Did you realize that your body weight is approximately 60 percent water? Your body utilizes water in all its cells, organs, and tissues to help control its temperature and maintain other bodily functions. Because your body loses water through breathing, digestion, and sweating, it’s vital to rehydrate by drinking fluids and eating foods that contain water. The amount of water you require depends on a variety of factors, including the climate you live in, how physically active you are, and whether you’re experiencing an illness or have any other health issues.

Water Protects Your Tissues, Spinal Cord, and Joints

Water does more than just quench your thirst and control your body’s temperature; it also keeps the tissues in your body moist. You know how it feels when your nose, eyes, or mouth gets dry? Keeping your body hydrated helps it retain ideal levels of moisture in these sensitive areas, as well as in the bones, blood, and the brain. In addition, water helps protect the spinal cord, and it acts as a lubricant and cushion for your joints.

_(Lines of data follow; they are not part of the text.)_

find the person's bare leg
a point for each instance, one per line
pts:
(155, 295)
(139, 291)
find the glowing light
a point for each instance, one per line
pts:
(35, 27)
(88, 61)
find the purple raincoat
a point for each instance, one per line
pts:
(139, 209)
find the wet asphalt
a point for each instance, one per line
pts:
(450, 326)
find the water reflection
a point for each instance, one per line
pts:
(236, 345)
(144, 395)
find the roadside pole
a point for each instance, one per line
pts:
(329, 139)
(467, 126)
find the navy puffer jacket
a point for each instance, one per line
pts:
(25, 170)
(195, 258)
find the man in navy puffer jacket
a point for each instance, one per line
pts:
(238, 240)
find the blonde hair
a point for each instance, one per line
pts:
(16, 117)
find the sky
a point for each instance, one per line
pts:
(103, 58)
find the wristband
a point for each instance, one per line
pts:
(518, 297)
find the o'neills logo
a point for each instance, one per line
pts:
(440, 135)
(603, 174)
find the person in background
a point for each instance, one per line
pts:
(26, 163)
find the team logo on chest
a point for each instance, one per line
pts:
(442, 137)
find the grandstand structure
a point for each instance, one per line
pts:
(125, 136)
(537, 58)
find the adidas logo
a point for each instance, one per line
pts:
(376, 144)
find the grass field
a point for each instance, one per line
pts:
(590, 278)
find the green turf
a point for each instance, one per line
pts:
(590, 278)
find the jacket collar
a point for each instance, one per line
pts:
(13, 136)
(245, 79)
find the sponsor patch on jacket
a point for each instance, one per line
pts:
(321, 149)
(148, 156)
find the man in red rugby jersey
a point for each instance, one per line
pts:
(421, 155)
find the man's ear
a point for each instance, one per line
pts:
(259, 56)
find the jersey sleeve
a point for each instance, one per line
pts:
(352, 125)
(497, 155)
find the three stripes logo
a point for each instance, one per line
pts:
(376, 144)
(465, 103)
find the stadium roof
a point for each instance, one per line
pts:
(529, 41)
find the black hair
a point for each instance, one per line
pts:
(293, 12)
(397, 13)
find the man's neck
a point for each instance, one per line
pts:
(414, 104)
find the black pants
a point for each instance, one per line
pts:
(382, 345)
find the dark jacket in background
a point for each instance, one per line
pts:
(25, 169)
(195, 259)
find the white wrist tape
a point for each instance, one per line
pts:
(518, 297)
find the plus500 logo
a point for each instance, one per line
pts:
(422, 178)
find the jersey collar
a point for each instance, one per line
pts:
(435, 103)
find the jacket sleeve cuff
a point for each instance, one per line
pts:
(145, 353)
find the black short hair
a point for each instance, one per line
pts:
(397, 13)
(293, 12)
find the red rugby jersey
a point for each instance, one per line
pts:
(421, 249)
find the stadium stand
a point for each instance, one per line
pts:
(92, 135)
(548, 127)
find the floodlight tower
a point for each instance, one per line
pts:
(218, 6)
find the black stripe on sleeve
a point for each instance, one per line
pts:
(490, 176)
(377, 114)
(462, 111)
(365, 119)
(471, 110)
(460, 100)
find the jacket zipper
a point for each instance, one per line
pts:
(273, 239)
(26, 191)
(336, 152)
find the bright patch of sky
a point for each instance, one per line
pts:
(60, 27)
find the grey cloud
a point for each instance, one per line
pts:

Water Helps Your Body Remove Waste

Adequate water intake enables your body to excrete waste through perspiration, defecation, and urination. The kidneys and liver utilize it to help flush out waste, as do your intestines. Water can also keep you from getting constipated by softening your stools and moving the food you have eaten through your intestinal tract. However, it should be noticed that there is no confirmation to prove that increasing your fluid intake will cure constipation.

Water Aids in Digestion

Digestion starts with saliva, the basis of which is water. Digestion depends on enzymes that are found in spit to help break down food and liquid and to break down minerals and other nutrients. Proper digestion makes nutrients and minerals more accessible to the body. Water is also important to help you digest soluble fiber. With the help of water, this fiber dissolves effortlessly and benefits your bowel health by making well-formed, soft stools that are easy to pass.